Text-based Open Formats are wonderful. SVG has been acclaimed last week, and here is yet another reason to like and use it.
I needed to generate (many) name tags for the legal workshop – expecting hours of name copy-pasting, my least loved task ever. The template SVG file was in Inkscape, and I had no idea how to automate this time consuming process.
Luckily, I have extremely kind friends. Here is what we did:
- Create a template SVG with the design (it’s a full A4, folded to only show the names as on the pic above).
- Add some text (unique if possible, we used xyz1, xyz2 and xyz3) exactly where you expect the name, position and organisation of your participants to be.
- Create a pretty CSV file with one participant’s data per row.

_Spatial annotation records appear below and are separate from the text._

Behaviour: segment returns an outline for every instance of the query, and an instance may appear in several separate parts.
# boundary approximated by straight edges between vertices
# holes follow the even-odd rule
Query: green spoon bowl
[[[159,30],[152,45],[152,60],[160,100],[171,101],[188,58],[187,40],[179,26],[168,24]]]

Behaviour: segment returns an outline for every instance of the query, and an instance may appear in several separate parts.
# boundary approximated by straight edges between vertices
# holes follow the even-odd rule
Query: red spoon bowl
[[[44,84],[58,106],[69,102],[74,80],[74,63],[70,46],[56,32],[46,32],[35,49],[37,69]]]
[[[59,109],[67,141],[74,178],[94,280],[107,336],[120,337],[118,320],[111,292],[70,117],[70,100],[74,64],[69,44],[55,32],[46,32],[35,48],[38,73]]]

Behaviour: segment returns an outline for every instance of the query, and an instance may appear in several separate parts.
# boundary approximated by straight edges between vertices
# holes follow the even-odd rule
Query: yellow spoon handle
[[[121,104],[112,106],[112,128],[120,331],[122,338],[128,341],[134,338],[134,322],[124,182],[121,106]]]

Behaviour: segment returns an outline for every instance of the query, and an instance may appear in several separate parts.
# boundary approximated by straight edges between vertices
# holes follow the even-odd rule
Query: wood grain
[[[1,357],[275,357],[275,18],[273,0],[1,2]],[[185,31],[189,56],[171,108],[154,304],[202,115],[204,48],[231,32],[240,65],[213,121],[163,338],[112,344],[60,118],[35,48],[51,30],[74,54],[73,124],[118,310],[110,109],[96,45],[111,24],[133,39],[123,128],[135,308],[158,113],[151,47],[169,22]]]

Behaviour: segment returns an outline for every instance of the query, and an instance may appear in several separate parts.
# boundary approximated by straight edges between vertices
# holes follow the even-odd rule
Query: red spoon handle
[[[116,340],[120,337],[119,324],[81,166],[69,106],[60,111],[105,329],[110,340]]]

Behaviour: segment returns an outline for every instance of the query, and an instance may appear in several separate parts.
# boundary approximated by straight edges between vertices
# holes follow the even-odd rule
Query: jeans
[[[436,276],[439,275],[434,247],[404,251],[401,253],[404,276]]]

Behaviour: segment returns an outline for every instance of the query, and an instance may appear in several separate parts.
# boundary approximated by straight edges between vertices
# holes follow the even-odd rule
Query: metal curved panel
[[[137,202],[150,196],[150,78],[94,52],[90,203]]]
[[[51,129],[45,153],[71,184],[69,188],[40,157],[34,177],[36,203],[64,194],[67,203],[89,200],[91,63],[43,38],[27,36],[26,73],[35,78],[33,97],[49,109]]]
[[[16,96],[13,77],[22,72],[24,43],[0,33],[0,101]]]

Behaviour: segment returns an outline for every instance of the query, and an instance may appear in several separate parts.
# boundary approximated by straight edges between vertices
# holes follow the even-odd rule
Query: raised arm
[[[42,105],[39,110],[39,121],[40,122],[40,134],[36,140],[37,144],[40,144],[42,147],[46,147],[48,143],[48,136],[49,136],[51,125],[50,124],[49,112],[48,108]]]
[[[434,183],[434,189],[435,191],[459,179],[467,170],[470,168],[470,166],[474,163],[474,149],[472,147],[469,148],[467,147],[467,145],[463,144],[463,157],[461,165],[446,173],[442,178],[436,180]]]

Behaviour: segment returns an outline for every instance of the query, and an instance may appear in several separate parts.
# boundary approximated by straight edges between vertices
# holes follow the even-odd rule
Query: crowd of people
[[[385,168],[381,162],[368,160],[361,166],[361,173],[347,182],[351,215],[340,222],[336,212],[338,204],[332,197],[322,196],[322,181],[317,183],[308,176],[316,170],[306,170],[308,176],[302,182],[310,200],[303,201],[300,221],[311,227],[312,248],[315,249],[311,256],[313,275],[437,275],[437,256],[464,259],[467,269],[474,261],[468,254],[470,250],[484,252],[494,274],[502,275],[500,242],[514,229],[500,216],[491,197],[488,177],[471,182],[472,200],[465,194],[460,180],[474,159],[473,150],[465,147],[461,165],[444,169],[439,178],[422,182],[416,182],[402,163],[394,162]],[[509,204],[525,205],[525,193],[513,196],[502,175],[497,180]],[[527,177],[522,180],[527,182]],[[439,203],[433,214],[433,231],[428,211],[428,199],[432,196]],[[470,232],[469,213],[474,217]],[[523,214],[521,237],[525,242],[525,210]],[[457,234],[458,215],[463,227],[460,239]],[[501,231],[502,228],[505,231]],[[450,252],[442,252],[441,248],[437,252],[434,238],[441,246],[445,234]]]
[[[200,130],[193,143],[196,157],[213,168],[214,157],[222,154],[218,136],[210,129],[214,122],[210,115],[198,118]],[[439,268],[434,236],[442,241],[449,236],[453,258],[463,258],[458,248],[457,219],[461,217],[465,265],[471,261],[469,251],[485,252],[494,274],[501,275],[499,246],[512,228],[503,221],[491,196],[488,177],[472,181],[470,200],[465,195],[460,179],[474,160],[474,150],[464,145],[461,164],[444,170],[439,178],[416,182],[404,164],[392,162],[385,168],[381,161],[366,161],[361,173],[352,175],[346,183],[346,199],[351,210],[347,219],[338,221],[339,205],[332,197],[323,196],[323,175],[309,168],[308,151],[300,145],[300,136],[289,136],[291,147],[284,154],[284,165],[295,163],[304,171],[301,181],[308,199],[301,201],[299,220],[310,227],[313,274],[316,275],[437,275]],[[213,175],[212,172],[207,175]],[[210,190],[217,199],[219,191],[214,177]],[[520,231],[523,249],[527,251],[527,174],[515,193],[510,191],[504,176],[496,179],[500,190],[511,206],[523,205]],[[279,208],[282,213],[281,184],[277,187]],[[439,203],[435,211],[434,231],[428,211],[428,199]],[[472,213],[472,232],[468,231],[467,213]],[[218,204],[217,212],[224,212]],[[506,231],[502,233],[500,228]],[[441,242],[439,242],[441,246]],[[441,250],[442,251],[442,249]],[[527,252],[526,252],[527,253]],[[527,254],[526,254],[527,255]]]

For example:
“Lucile F********”,”French Team”,”Free Software Foundation Europe”
- Open your SVG file in a text editor ( We CAN do it! Beautiful open formats )
- Search for your strings (xyz1, 2 and 3 in my case).

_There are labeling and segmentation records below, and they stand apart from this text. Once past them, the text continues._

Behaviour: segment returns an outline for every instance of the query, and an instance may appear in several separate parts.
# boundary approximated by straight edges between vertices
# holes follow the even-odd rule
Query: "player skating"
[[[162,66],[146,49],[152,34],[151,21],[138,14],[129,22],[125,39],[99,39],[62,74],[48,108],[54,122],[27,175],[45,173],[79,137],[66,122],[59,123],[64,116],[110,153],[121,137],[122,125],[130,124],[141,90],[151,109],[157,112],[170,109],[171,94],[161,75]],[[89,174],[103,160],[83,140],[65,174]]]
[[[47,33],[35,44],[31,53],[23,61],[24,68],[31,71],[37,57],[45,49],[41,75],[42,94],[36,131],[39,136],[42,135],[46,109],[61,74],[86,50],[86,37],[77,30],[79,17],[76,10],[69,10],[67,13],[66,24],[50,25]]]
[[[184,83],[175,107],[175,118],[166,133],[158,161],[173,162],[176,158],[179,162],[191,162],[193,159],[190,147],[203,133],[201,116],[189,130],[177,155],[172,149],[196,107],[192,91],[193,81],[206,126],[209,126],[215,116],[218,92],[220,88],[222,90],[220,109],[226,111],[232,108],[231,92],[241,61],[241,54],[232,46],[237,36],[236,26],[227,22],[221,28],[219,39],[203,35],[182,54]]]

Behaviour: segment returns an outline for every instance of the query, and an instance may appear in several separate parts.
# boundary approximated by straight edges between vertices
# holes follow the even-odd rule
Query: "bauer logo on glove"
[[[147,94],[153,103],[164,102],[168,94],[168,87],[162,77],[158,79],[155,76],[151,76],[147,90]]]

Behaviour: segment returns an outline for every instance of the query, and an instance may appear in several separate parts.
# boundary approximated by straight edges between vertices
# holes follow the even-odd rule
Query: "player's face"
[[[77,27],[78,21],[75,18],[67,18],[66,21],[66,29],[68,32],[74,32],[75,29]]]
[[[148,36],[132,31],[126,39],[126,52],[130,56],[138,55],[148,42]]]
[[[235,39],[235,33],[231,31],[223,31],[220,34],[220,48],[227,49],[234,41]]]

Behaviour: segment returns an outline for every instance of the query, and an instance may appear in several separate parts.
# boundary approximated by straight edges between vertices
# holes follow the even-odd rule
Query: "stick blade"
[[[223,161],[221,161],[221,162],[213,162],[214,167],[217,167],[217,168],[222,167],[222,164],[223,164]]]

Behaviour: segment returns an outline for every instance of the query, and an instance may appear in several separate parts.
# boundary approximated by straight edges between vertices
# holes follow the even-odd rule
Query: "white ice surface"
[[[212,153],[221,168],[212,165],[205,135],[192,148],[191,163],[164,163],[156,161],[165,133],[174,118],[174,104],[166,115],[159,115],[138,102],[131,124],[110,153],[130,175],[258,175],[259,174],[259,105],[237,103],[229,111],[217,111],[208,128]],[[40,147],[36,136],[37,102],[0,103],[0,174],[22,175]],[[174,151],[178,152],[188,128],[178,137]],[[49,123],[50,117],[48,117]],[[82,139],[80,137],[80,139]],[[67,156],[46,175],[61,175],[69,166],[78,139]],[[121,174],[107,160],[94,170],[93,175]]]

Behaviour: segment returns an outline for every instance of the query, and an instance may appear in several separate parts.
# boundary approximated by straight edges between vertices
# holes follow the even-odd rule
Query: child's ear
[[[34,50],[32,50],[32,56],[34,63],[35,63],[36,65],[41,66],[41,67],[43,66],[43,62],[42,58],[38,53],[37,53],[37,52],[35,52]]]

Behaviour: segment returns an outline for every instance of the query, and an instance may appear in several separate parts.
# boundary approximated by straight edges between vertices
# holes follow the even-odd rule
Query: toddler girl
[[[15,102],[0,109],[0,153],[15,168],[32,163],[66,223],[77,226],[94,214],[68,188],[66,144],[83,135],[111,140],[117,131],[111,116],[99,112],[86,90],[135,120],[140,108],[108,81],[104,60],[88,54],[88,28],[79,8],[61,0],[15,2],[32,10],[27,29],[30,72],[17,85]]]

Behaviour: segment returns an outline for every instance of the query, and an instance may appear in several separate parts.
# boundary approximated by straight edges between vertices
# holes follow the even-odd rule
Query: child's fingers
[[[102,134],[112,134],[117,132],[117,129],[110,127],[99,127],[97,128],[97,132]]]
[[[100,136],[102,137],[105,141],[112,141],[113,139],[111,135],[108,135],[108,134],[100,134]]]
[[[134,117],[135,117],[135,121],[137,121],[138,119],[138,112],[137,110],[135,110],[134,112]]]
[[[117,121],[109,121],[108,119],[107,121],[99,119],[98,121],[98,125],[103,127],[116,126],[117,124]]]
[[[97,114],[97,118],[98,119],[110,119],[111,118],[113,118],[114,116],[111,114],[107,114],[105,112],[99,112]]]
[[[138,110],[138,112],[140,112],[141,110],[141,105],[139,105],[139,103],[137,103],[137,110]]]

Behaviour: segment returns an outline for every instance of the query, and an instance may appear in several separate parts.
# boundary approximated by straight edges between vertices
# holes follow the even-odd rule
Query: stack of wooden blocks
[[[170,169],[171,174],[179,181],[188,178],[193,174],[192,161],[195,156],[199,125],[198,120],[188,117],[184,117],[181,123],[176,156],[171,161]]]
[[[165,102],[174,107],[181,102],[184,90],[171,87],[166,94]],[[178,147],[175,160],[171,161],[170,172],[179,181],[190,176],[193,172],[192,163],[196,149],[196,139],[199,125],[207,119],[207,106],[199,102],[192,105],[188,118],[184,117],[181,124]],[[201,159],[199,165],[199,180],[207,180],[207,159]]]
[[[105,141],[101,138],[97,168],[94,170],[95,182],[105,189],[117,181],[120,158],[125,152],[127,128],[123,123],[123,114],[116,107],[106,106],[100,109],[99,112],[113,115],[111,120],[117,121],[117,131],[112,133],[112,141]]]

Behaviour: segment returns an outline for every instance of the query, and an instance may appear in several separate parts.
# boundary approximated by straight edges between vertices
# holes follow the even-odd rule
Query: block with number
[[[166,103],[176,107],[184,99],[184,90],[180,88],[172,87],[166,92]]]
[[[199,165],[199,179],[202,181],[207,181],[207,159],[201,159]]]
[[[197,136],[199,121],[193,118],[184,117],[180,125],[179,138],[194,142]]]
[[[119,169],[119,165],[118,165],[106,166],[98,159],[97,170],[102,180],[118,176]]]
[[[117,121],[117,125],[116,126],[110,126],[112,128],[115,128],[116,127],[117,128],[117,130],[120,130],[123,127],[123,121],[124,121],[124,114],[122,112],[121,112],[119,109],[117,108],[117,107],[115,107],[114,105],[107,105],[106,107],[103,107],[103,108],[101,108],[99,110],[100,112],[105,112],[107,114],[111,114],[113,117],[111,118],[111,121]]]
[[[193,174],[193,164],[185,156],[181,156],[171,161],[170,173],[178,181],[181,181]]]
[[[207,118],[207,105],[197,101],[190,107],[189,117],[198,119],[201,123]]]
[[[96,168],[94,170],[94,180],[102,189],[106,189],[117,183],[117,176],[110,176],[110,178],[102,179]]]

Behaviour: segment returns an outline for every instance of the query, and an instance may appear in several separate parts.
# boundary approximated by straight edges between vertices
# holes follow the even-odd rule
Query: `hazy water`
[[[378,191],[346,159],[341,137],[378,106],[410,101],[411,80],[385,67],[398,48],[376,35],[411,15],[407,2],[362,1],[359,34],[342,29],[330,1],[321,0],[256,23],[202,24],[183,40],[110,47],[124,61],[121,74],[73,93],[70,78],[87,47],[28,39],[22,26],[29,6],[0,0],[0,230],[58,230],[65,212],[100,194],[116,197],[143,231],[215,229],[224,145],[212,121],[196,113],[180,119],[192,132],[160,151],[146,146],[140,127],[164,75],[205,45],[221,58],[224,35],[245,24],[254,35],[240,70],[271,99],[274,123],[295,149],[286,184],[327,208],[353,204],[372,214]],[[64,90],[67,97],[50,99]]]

- Write a script to automatically replace those strings with the data in your CSV file, rename the files and save them as PDF.
- Run your script. You’re done!
Of course, the “write a script” part of the plan took a lot of time, mostly because I wanted to understand and be able to redo it. According to my friend, with some experience the whole process should not take more than half an hour.
I traded hours of boring copy-pasting for hours of thrilling python courses! It was a good deal, and I have a new reason to celebrate Open Standards, less than a week after Document Freedom Day.